Analogical Modeling Weka Plugin

State-of-the-art analogical modeling plugin for Weka.

Installation and Use in Weka

Download Weka. You need at least 3.8.5 to use this package. You can download Weka here: http://www.cs.waikato.ac.nz/ml/weka/
Start up Weka, and in the initial screen ("GUI Chooser") go to the tools menu and select "Package Manager". You'll see the screen below. Select "AnalogicalModeling" and click "Install".

Close the package manager and click on the "Experimenter" button in the GUI Chooser window. In the "Preprocess" tab, open your arff file. If you need an example file, try data/ch3example.arff from this repository. (This contains a toy example from chapter 3 of Royall Skousen's Analogical Modeling of Language).
Analogical modeling can only work with nominal data, so if your dataset contains other types of data (e.g. numeric), you'll need to pre-process it. For example, to discretize a continuous numeric attribute into bucketed nominal attributes, in the "Preprocess" tab you can add the following filter: filters.unsupervised.attribute.Discretize. More information on this filter is available via the Weka MOOC. Screenshot below:

In the "Classify" tab, click "Choose" and select the AnalogicalModeling classifier from the "lazy" package. Screenshot below:

Under "Test options", select "Supplied test set" and open the arff file containing your test set. If you used data/ch2example.arff earlier, you can use data/ch3exampleTest.arff here.
Click the "More options..." button, then the "Choose" button labeled "Output predictions". From there, select AnalogicalModelingOutput. Please note that this output option can ONLY be used with the Analogical Modeling classifier; If you switch to another classifier, you will also need to change this field. Screenshot below:

Click on the AnalogicalModelingOutput text that appeared in the field next to the "Choose" button. From here, you can configure what information you want printed, including analogical sets and gang effects, as well as the desired output format.

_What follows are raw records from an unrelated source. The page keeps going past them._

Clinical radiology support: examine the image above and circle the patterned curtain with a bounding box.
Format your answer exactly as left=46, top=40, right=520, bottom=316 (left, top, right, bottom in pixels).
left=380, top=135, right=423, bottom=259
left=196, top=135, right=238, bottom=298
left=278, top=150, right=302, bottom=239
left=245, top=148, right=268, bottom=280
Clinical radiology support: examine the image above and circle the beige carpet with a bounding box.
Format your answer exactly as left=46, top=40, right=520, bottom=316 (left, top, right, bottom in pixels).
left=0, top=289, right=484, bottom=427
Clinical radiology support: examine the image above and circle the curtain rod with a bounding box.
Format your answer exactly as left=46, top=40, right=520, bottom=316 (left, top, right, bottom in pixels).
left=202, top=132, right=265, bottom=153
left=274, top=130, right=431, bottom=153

You can also choose to suppress the output in the window and write it to a file instead. Screenshot below:

Back on the "Classify" tab again, click "Start". If you used the chapter 3 data and enabled output for analogical sets and gang effects, the results should appear as in the below screenshot:

About Analogical Modeling

Analogical Modeling (or AM) was developed as an exemplar-based approach to modeling language usage, and has also been found useful in modeling other "sticky" phenomena. AM is especially suited to this because it predicts probabilistic occurrences instead of assigning static labels for instances.

AM was not designed to be a classifier, but as a cognitive theory explaining variation in human behavior. As such, though in practice it is often used like any other machine learning classifier, there are fine theoretical points in which it differs. As a theory of human behavior, much of the value in its predictions lies in matching observed human behavior, including non-determinism and degradations in accuracy caused by paucity of data.

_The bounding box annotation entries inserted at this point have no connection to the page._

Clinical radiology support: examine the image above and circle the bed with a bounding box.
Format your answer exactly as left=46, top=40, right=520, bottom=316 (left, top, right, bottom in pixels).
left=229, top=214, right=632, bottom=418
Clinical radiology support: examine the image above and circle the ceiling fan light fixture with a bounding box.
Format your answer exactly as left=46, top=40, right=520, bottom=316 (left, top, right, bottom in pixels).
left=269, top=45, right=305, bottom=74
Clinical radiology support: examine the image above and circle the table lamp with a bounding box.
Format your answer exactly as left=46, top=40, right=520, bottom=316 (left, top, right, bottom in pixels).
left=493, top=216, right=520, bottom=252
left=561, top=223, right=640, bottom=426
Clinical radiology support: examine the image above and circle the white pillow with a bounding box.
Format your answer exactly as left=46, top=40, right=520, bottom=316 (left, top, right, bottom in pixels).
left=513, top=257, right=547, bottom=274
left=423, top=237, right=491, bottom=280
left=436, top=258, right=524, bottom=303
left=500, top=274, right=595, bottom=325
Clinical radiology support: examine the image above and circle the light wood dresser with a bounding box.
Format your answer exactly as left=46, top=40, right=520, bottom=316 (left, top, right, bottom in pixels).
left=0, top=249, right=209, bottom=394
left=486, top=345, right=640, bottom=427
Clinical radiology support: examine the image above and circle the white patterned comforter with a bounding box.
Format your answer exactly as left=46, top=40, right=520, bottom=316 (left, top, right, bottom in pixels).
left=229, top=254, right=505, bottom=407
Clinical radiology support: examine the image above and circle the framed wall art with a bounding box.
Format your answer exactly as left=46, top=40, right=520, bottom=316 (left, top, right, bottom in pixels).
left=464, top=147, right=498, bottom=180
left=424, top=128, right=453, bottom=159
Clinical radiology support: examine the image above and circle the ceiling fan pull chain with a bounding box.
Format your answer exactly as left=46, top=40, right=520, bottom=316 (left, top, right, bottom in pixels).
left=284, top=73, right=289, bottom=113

The AM algorithm could be called a probabilistic, instance-based classifier. However, the probabilities given for each classification are not degrees of certainty, but actual probabilities of occurring in real usage. AM models "sticky" phenomena as being intrinsically sticky, not as deterministic phenomena that just require more data to be predicted perfectly.

Though it is possible to choose an outcome probabilistically, in practice users are generally interested in either the full predicted probability distribution or the outcome with the highest probability.

AM practitioners generally use terminology taken from statistics, most of which has equivalent terminology used by computer scientists (and most machine learning frameworks in general). Examples are 'exemplar' (training instance), 'outcome' (class label), and 'variable' (feature). This software uses the CS terminology internally, but user-facing reports use the AM terminology.

The running time for analogical modeling is exponential in the number of features (variables); exact calculation becomes impractical after about 50 features. Therefore, this tool will automatically use an approximation algorithm when there are 50 or more features.

Features

As an evolving project, the most important design principle has been modularity and ease of experimentation with core algorithms. As such, the system is able to adapt for data of different cardinalities:

Context labels scale up from ints to longs and BigIntegers
Very small vectors are placed in a single lattice
Larger vectors are placed in a distributed lattice, with the number of lattices increasing with size
Very large vectors (50 or more features) are classified approximately using Monte Carlo simulation

Some algorithmic improvements have been made to the distributed lattice and approximate lattice filling algorithms. Concurrency is also used extensively so that 8 CPU cores will fill lattices roughly 8 times faster, etc.

Development

The project JavaDoc is uploaded to GitHub pages automatically via a GitHub Action. Browse here.

An additional GitHub Action builds and tests the project for every branch and pull request, so contributors should get feedback quickly if a change breaks anything.

Prerequisites for First-Time Java Developers

Understanding Java Project Structure

For developers new to Java, here's what the key directories mean:

src/main/java/ - Your Java source code files (.java)
src/test/java/ - Unit test files
src/main/resources/ - Non-code resources (config files, etc.)
build/ - Generated files (compiled code, reports) - don't edit these
gradle/ - Gradle wrapper files
build.gradle.kts - Project configuration and dependencies (like package.json in Node.js)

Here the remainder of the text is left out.